Désormais, ce retrait est corolaire à la neutralisation des FDLR. Pour traquer ces « forces génocidaires », Kinshasa et Kigali devraient même mettre en place un mécanisme conjoint de sécurité autorisant l’armée rwandaise « à opérer sur le sol congolais ». « L’agresseur non sanctionné pourra donc poursuivre ses opérations dans le Nord et Sud-Kivu, avec l’aval du gouvernement congolais », regrette Mukwege.
Si le Rwanda a obtenu le quitus de traquer les FDLR, la RDC doit de son côté poursuivre les pourparlers avec le M23 à Doha. Le Nobel de la paix craint une « issue incertaine » de la médiation qatarie, rappelant les actions dans l’ombre de Kigali derrière le M23.
Avec ce tableau, Mukwege voit en l’acccord de Washington plus une perte pour Kinshasa qui « a abandonné sa souveraineté aux mains des forces d’agression », tout en légitimant l’occupation et les opérations d’une armée étrangère sur son sol. Il en tient pour autre preuve le volet « intégration économique régionale » de l’accord qui apparait comme « une cogestion des ressources naturelles avec le Rwanda, un État agresseur à la base du pillage systématique des ressources minières depuis 30 ans ».

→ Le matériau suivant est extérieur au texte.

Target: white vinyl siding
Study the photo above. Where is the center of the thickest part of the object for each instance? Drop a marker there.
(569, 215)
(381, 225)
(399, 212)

« Les minerais congolais seront exportés pour ne pas dire ‘bradés’ à l’état brut vers le Rwanda, qui procédera à la transformation et à l’exportation de produits semi-finis ou finis vers le reste du monde », fait remarquer le réparateur de femmes. Pour lui, cette intégration économique promue dans l’accord de Washington est un « blanc-seing de Kinshasa » en faveur de Kigali.
Malgré ces critiques acerbes, Kinshasa a évoqué une « victoire diplomatique historique » après la signature alors que Kigali s’est également réjoui du texte. Après la signature ministérielle, un sommet est prévu fin-juillet entre les deux présidents, toujours à Washington.